AI algorithms for breast imaging have been shown to improve radiologists’ accuracy in detecting breast cancers on mammography, reduce false-positive exams, quickly identify cancer-free mammograms, decrease interpretation times, accurately assess an individual woman’s risk of breast cancer, and provide early prediction of neoadjuvant chemotherapy response, among many other applications.
The many usages of AI in breast imaging
AI in medicine has rapidly advanced from pilot and feasibility studies to implementation into clinical practice.
In breast imaging, AI systems can be used for automated interpretation, triage, or decision support:
- With regard to automated interpretation, AI systems have been shown to improve radiologists’ accuracy in detecting breast cancers on mammography.
- A triage approach would involve the AI system running in the background to identify cases that need to be evaluated more urgently.
- With regard to decision support, AI systems can be used to accurately assess an individual woman’s risk of breast cancer and therefore inform personalised decisions about screening regimens and prevention strategies. AI systems can also be useful to guide clinical decision-making with regard to surgical excision versus surveillance of certain types of breast lesions.
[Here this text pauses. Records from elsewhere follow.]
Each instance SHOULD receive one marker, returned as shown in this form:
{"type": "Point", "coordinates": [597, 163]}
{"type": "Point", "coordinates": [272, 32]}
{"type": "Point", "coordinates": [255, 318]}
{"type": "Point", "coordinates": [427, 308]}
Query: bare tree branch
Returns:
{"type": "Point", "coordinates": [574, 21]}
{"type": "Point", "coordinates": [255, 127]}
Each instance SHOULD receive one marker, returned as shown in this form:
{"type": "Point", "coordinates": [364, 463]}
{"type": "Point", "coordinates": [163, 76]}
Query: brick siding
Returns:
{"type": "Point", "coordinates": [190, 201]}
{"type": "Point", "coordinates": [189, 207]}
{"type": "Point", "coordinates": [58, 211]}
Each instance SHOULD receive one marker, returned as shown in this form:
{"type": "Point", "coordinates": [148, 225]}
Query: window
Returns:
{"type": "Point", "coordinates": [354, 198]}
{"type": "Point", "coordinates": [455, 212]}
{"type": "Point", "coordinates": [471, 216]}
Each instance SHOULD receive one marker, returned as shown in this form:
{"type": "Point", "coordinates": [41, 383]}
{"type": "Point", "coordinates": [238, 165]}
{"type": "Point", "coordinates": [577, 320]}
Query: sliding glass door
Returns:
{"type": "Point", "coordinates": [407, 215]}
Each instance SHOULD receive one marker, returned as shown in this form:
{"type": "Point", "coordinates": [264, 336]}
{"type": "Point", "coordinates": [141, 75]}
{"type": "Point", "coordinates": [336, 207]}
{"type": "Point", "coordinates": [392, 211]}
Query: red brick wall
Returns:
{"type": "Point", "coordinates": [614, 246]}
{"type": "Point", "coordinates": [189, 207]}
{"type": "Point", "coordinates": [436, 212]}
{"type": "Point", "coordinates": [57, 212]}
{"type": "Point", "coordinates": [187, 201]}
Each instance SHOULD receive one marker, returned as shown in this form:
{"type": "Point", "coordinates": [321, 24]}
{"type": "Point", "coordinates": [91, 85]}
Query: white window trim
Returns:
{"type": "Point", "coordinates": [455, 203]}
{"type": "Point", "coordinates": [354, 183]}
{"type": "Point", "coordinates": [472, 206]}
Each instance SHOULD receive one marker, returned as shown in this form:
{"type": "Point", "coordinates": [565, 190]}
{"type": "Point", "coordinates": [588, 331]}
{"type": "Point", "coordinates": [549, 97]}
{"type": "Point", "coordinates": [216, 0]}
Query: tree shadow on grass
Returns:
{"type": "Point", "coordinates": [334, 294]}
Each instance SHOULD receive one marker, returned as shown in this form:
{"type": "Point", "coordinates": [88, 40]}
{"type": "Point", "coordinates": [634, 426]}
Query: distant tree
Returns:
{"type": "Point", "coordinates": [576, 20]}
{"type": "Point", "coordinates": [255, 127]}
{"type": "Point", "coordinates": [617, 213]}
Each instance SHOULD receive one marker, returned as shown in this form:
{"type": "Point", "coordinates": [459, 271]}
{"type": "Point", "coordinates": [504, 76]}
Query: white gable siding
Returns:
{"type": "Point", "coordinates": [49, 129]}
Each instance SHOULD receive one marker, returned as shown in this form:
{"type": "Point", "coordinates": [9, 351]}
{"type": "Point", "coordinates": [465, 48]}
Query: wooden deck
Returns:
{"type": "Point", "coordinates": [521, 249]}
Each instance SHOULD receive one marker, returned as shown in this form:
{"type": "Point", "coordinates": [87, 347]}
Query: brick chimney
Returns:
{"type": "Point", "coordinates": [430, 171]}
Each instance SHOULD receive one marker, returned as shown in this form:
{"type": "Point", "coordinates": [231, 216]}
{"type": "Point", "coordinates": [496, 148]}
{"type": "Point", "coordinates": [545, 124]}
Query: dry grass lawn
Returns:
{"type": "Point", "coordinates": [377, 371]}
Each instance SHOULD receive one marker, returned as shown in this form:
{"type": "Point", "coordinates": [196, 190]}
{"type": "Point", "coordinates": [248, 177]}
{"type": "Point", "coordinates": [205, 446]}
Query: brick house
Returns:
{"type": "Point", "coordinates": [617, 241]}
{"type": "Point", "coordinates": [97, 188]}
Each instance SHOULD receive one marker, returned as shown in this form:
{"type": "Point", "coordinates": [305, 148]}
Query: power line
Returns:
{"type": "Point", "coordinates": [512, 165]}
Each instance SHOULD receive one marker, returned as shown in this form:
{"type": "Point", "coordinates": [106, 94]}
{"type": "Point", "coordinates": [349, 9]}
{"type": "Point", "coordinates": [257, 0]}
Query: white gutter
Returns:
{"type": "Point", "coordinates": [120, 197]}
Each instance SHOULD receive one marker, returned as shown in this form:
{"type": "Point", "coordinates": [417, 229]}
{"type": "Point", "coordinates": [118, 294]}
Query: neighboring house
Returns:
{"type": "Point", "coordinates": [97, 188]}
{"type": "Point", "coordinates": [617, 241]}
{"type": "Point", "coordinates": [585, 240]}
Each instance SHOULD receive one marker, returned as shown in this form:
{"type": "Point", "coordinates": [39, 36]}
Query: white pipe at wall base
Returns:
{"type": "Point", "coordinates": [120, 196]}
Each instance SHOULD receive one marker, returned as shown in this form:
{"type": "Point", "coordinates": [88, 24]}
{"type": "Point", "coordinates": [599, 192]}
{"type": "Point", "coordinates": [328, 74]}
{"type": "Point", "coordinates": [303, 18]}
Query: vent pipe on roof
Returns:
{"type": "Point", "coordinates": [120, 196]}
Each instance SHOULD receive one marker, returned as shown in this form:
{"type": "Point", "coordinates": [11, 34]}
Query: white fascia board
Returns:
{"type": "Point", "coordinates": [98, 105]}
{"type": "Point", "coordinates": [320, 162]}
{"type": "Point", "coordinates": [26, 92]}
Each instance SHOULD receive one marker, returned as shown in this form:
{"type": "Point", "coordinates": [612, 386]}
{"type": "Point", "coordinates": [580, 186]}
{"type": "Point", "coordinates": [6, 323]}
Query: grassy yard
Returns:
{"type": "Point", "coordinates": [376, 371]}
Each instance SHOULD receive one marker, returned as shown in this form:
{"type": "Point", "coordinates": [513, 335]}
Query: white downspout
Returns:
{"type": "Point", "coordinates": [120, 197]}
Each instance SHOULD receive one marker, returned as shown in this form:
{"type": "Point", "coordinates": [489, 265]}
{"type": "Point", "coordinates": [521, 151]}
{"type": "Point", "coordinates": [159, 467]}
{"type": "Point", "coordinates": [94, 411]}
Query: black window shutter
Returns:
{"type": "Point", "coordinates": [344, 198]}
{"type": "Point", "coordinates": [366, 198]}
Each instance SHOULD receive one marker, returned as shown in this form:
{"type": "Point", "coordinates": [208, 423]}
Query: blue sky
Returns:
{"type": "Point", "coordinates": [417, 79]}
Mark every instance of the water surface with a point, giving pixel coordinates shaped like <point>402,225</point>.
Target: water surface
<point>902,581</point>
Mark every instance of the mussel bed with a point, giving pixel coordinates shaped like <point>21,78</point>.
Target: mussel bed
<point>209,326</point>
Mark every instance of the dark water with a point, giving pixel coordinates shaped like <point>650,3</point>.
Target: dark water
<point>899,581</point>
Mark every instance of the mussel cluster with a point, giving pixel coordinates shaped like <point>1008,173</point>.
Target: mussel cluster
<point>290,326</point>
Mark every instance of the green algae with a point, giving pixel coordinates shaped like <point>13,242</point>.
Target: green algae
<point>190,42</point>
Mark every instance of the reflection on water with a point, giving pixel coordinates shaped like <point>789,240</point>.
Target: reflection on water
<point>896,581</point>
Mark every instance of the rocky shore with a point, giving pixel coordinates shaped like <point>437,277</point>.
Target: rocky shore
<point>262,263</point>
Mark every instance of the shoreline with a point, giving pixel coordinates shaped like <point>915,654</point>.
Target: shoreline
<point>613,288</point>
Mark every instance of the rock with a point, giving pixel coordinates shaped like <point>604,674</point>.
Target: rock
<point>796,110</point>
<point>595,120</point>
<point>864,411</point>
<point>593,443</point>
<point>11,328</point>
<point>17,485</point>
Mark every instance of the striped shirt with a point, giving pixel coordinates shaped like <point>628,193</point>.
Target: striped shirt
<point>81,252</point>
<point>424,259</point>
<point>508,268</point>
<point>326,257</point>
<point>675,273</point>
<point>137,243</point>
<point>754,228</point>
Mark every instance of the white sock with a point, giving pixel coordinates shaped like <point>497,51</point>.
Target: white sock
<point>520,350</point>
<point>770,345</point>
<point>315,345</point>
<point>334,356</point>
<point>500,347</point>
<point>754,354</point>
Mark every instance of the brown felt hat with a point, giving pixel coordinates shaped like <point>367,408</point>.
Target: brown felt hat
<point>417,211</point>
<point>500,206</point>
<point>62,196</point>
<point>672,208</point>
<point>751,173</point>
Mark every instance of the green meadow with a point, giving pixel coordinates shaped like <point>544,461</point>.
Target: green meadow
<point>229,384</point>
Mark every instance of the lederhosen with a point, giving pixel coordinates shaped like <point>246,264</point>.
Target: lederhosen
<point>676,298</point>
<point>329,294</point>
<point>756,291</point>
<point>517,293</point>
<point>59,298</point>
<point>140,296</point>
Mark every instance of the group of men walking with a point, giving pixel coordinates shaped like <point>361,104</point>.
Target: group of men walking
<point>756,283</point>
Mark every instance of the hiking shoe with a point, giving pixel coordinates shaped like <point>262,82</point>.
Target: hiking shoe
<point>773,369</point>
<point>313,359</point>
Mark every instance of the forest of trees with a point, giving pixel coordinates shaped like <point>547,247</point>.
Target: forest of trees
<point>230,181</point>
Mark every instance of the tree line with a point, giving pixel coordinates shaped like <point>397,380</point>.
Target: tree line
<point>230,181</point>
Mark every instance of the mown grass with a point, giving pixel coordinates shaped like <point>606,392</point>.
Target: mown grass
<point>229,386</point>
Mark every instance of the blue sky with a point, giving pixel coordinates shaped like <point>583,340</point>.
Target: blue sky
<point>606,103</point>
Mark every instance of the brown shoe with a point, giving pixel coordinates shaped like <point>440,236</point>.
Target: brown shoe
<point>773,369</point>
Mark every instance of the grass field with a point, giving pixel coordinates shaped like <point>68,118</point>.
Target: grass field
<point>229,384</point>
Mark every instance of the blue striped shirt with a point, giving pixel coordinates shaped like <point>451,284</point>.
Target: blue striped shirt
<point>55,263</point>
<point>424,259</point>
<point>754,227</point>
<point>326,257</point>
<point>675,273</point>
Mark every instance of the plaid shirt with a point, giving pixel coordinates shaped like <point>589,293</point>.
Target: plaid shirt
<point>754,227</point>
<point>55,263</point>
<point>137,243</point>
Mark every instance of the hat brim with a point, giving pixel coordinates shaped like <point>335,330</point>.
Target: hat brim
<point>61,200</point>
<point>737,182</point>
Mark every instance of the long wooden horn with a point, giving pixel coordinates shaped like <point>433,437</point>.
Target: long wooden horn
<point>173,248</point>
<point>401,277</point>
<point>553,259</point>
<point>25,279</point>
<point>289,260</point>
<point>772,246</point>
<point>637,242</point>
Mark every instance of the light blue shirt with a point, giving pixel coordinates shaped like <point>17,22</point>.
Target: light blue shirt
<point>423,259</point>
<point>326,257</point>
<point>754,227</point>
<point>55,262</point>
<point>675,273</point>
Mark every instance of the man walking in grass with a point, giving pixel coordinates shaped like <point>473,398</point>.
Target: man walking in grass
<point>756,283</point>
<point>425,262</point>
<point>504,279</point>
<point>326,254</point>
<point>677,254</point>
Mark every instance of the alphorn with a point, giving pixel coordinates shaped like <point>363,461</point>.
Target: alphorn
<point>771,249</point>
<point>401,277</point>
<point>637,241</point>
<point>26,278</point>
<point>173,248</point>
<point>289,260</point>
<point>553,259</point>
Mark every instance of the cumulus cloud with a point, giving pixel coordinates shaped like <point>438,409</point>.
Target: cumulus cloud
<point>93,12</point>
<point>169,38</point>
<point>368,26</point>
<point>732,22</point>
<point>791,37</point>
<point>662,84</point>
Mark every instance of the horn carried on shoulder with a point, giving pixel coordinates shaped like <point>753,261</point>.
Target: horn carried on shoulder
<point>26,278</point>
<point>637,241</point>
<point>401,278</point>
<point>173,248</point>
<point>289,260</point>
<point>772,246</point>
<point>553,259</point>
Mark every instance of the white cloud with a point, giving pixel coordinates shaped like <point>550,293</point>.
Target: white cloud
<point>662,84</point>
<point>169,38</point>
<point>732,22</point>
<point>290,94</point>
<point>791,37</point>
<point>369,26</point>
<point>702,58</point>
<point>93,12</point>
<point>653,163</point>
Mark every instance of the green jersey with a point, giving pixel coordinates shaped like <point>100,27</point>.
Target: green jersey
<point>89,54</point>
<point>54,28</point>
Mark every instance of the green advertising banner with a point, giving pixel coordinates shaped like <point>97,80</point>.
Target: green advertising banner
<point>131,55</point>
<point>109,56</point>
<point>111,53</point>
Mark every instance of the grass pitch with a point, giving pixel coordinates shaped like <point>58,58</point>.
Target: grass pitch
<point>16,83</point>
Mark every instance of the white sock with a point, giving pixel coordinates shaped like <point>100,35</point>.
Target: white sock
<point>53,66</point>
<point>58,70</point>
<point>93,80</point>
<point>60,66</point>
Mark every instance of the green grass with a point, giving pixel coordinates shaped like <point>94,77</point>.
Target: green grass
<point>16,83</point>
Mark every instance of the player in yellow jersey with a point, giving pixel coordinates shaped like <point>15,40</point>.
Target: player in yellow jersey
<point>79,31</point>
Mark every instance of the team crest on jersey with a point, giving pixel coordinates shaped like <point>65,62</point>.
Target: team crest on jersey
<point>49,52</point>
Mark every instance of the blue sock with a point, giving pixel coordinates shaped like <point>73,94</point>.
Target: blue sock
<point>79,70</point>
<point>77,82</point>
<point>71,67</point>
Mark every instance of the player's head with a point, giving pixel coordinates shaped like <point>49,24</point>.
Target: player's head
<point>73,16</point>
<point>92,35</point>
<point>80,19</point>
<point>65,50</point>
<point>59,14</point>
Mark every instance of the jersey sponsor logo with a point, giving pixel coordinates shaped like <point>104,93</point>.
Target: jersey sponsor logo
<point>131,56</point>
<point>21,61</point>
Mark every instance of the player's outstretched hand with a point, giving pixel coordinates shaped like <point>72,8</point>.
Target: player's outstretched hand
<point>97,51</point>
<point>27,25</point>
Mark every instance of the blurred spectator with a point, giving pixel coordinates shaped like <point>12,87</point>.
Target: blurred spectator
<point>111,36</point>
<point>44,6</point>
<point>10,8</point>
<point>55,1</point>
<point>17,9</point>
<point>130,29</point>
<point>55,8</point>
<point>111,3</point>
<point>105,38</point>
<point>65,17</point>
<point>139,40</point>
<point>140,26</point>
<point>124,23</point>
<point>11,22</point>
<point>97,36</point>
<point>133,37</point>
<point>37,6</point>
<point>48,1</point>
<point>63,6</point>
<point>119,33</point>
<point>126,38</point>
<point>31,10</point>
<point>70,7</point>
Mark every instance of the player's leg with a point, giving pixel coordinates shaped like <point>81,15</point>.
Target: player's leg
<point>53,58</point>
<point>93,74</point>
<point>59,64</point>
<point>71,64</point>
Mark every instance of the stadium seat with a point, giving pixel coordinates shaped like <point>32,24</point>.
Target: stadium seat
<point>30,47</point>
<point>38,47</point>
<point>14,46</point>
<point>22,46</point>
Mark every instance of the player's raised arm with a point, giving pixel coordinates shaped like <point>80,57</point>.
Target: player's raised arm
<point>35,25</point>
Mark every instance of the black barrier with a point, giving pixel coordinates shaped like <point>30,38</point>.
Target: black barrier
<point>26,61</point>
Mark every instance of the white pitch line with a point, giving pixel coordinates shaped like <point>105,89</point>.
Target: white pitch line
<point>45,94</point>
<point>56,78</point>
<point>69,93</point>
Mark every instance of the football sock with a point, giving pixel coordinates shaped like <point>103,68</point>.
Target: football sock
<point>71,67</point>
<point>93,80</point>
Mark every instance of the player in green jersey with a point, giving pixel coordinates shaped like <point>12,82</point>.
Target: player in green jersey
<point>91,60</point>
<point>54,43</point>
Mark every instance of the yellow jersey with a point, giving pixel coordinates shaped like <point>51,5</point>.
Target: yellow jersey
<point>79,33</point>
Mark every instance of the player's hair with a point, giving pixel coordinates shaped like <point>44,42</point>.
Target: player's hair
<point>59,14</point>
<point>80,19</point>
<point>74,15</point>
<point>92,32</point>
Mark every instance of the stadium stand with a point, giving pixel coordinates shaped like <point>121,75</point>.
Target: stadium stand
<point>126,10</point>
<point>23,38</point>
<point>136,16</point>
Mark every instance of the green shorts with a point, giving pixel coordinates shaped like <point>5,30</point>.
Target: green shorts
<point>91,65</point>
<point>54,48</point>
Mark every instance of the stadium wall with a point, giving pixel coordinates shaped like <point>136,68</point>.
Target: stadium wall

Eliminating bias in AI algorithms
As an associate editor for Radiology: Artificial Intelligence, I recently had the opportunity to attend the Fourth Annual Conference on AI, Ethics, and Society, organised by the Association for the Advancement of Artificial Intelligence (AAAI) and the Association for Computing Machinery (ACM).
One of the themes addressed in this year’s conference was bias in AI algorithms, which is of particular interest to me as a researcher focused on developing and implementing AI algorithms into clinical practice.
Biases in AI algorithms can arise from various sources, such as incomplete data, unrepresentative data, and historical biases. For example, research has shown that AI-based facial analysis algorithms are more likely to misclassify minorities, especially minority women, likely because of unrepresentative training data used to develop the algorithms.
Detection and mitigation of such biases are critical for us to be able to trust and therefore use AI algorithms in clinical practice and in other settings.
People from different fields must work together
Multidisciplinary collaboration is essential for the successful development and implementation of AI algorithms into clinical practice. The unique skillsets, experiences, and perspectives brought by each member of the multidisciplinary team can lead to solutions to challenging problems in medicine and other domains that are simply not possible without collaboration.
For example, my current work on the use of AI to risk-stratify women with stage 0 breast cancer (an early-stage breast cancer, known as ‘precancer’ or ductal carcinoma in situ [DCIS]) is being done in collaboration with experts in AI, biostatistics, radiology, breast surgery, breast pathology, and implementation science.
Helping women making more informed decisions
In 2019, I was fortunate to receive more than $1.3 million in funding from the National Institutes of Health (NIH) to develop and implement an AI algorithm that accurately risk-stratifies women with ductal carcinoma in situ (DCIS), also known as stage 0 breast cancer.
This work is in progress and is being done in collaboration with a multidisciplinary team that includes experts from MIT (Massachusetts Institute of Technology), Massachusetts General Hospital, and Harvard.
The AI algorithm will combine clinical, imaging, and pathology data, using cutting-edge machine learning and deep learning techniques, and I believe that the use of the AI algorithm in the clinical setting will empower women with DCIS to make more informed decisions with regard to their treatment options.
I hope to continue leading collaborative research efforts to investigate and apply AI techniques to other critical areas in breast cancer detection, diagnosis, and treatment.